Sunday, February 28, 2010

Hey, That's My Idea!

Plagiarism is a big deal, and it has become further complicated by the pervasiveness of apparently everything on the Internet. Not only are courtrooms full of plagiarism cases, but so are classrooms. My wife, a language arts teacher in a middle school, spends considerable time warning her sixth-grade students on the ramifications of plagiarism and coaches them on the techniques for avoiding it. High school and college teachers have also told me that plagiarism is on the rise, thanks to the ease with which students can cut and paste original materials from reliable websites.

I have an interesting story of my own about plagiarism. Once I received a phone call in my New Jersey home from a University of Colorado English professor. The following conversation occurred.

Professor: Are you the Philip Vassallo who authored the article "Beware the Seven Deadly Sins of Tone" for the journal ETC.?

Phil: Yes.

Professor: Does it begin like this: More than ever, people from a wide range of industries comment on tone issues cropping up in the writing of their teammates, managers, subordinates, clients, or vendors. When writers “sound” inappropriately critical, comical, chimerical, or cantankerous, their readers immediately sense the tone problem and begin building emotional barriers between themselves and the content the writers intend to deliver.

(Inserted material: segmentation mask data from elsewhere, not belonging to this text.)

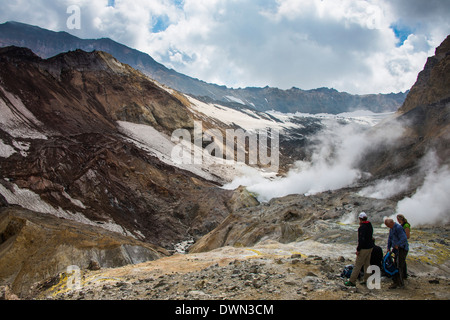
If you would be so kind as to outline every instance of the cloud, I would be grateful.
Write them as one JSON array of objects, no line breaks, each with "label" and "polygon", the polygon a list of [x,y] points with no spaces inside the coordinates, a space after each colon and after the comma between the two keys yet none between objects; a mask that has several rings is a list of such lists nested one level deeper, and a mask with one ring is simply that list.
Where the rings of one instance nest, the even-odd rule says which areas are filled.
[{"label": "cloud", "polygon": [[[394,9],[381,1],[215,1],[202,10],[186,1],[186,17],[158,34],[154,55],[177,70],[234,87],[404,91],[444,37],[422,28],[428,33],[408,34],[399,46],[392,26],[405,19],[388,10]],[[439,30],[448,32],[449,24]],[[164,54],[173,47],[190,59]]]},{"label": "cloud", "polygon": [[[110,37],[179,72],[232,87],[409,89],[450,33],[448,1],[2,1],[17,20],[83,38]],[[67,30],[66,8],[82,9]]]}]

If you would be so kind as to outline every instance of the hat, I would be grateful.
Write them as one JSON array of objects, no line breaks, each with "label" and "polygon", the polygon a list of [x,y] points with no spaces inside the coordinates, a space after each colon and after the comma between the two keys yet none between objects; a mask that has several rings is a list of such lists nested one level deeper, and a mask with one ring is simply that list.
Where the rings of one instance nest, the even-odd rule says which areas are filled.
[{"label": "hat", "polygon": [[365,212],[361,212],[361,213],[359,214],[358,218],[360,218],[360,219],[367,218],[367,214],[366,214]]}]

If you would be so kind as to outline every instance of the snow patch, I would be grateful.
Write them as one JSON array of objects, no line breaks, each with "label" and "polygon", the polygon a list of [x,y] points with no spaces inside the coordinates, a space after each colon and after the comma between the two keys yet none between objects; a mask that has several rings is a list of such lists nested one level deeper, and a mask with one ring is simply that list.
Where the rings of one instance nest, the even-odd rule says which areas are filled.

For most on-the-job situations the context matters as much as the content; therefore, the
writers’ style (how they say something) is as important as the message (what they say).

Phil: Yes.

Professor: Just as I thought.

Phil: Why do you ask?

Professor: For an assigned class essay, one of my students lifted this and other entire paragraphs of your article verbatim without attributing your article as a source.

Phil: Oh. That's too bad.

Professor: And she's an English major, no less, who expects to graduate after this semester.

Phil: What will you do?

Professor: Move to have her expelled from the university.

Phil: Wow! That seems harsh for a dumb mistake.

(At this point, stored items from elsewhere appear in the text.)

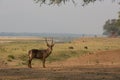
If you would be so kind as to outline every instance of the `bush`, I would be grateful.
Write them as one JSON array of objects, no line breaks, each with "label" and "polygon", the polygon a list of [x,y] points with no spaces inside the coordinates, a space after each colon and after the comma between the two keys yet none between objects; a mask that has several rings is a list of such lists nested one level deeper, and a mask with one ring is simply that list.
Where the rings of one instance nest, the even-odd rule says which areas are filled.
[{"label": "bush", "polygon": [[9,59],[15,59],[14,55],[8,55]]},{"label": "bush", "polygon": [[13,59],[15,59],[14,55],[8,55],[7,61],[12,62]]}]

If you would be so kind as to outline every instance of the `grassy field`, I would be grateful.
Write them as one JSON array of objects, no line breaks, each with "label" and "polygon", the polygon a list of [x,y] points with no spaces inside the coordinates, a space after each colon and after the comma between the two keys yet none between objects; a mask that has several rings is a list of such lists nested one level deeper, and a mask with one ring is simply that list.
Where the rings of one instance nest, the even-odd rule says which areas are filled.
[{"label": "grassy field", "polygon": [[[0,59],[3,66],[27,66],[28,50],[47,48],[42,38],[10,37],[1,38],[0,42]],[[86,46],[88,49],[85,49]],[[69,47],[74,49],[69,49]],[[71,42],[56,43],[47,63],[114,49],[120,49],[120,38],[80,38]],[[38,65],[36,62],[38,63],[38,60],[33,60],[32,65]]]},{"label": "grassy field", "polygon": [[46,49],[44,39],[1,37],[0,80],[120,80],[120,38],[55,43],[47,68],[37,59],[32,69],[27,67],[27,52],[33,48]]}]

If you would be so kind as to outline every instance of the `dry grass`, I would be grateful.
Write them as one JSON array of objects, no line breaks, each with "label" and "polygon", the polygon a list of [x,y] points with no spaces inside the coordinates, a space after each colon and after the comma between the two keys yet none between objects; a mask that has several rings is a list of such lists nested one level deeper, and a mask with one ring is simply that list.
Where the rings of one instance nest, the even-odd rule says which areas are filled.
[{"label": "dry grass", "polygon": [[[22,40],[21,40],[22,39]],[[7,65],[24,66],[27,64],[27,52],[30,49],[45,49],[46,44],[41,38],[2,38],[2,41],[11,41],[9,43],[0,43],[0,59]],[[72,46],[74,49],[69,49]],[[88,49],[84,47],[87,46]],[[95,52],[120,49],[120,38],[80,38],[71,43],[56,43],[53,54],[48,58],[48,62],[66,60],[71,57],[78,57],[82,54],[92,54]],[[14,58],[10,58],[9,56]],[[37,65],[33,61],[33,65]]]},{"label": "dry grass", "polygon": [[[0,80],[120,80],[120,65],[116,65],[120,64],[120,38],[56,43],[45,69],[39,60],[33,60],[33,69],[27,68],[28,50],[47,48],[45,42],[33,38],[0,40],[10,41],[0,43]],[[71,46],[74,49],[69,49]]]}]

Professor: Her only dumb mistake is that she thought she wouldn't be caught. But her choice to plagiarize was conscious, calculated, and criminal.

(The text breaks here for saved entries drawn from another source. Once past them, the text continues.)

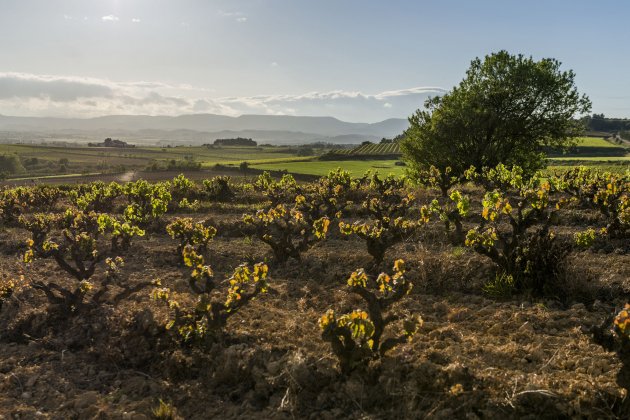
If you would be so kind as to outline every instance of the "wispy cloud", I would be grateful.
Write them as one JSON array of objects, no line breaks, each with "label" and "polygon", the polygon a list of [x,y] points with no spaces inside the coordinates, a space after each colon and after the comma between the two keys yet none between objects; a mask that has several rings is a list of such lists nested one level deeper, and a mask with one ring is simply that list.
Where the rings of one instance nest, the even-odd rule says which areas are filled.
[{"label": "wispy cloud", "polygon": [[114,82],[74,76],[0,73],[0,114],[92,117],[109,114],[319,115],[347,121],[406,117],[436,87],[375,94],[335,90],[298,95],[215,97],[209,89],[161,82]]},{"label": "wispy cloud", "polygon": [[103,22],[118,22],[120,19],[115,15],[107,15],[101,18]]},{"label": "wispy cloud", "polygon": [[219,16],[224,18],[232,18],[238,23],[247,22],[247,16],[243,12],[224,12],[223,10],[219,10]]},{"label": "wispy cloud", "polygon": [[141,20],[140,20],[140,19],[138,19],[138,18],[131,18],[131,21],[132,21],[133,23],[140,23],[140,22],[141,22]]},{"label": "wispy cloud", "polygon": [[243,16],[243,13],[242,12],[224,12],[223,10],[219,10],[219,16],[238,17],[238,16]]}]

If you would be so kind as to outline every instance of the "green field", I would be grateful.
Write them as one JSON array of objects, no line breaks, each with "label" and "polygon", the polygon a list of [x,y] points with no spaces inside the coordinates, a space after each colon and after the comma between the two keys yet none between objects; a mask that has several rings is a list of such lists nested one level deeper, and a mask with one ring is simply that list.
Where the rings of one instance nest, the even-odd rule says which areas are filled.
[{"label": "green field", "polygon": [[334,150],[337,155],[398,155],[400,154],[399,143],[368,143],[355,147],[354,149],[337,149]]},{"label": "green field", "polygon": [[605,140],[603,138],[600,137],[580,137],[577,140],[577,146],[584,146],[584,147],[620,147],[619,145],[613,144],[611,142],[609,142],[608,140]]},{"label": "green field", "polygon": [[19,157],[24,168],[10,173],[11,178],[50,176],[56,174],[113,173],[142,170],[149,165],[169,162],[192,162],[209,168],[216,164],[238,166],[250,164],[303,161],[295,147],[136,147],[105,148],[78,145],[0,144],[0,155]]},{"label": "green field", "polygon": [[138,147],[116,149],[84,146],[35,146],[0,144],[0,154],[16,153],[22,158],[36,157],[43,160],[67,158],[71,162],[91,163],[117,160],[121,163],[148,163],[154,160],[185,159],[192,157],[203,164],[242,162],[244,160],[286,159],[295,157],[287,147]]},{"label": "green field", "polygon": [[571,161],[583,160],[591,162],[624,162],[630,161],[630,156],[571,156],[571,157],[553,157],[552,161]]},{"label": "green field", "polygon": [[382,175],[402,175],[404,166],[396,166],[396,160],[330,160],[330,161],[310,161],[310,162],[289,162],[289,163],[265,163],[253,165],[252,168],[267,171],[286,170],[295,174],[326,175],[329,171],[342,168],[350,172],[353,176],[363,175],[366,171],[372,170]]}]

Phil: Don't you think just failing her for the course is punishment enough?

Professor: Not for such a blatant disregard of scholarly protocol and copyright law.


I managed to convince the professor that a course failure resulting in a graduation postponement and a make-up summer course was punishment suiting the crime, but today I'm inclined to agree with her immediate reaction. Obtaining quality information online about virtually any topic is so easy these days, so teachers have a right to demand from their students a creative interpretation of those sources.

The problem, of course, is that the availability of sources on the Internet makes creativity doubly challenging for inexperienced writers. For this reason, I recommend that students review the best practices for avoiding plagiarism on plagiarism.org.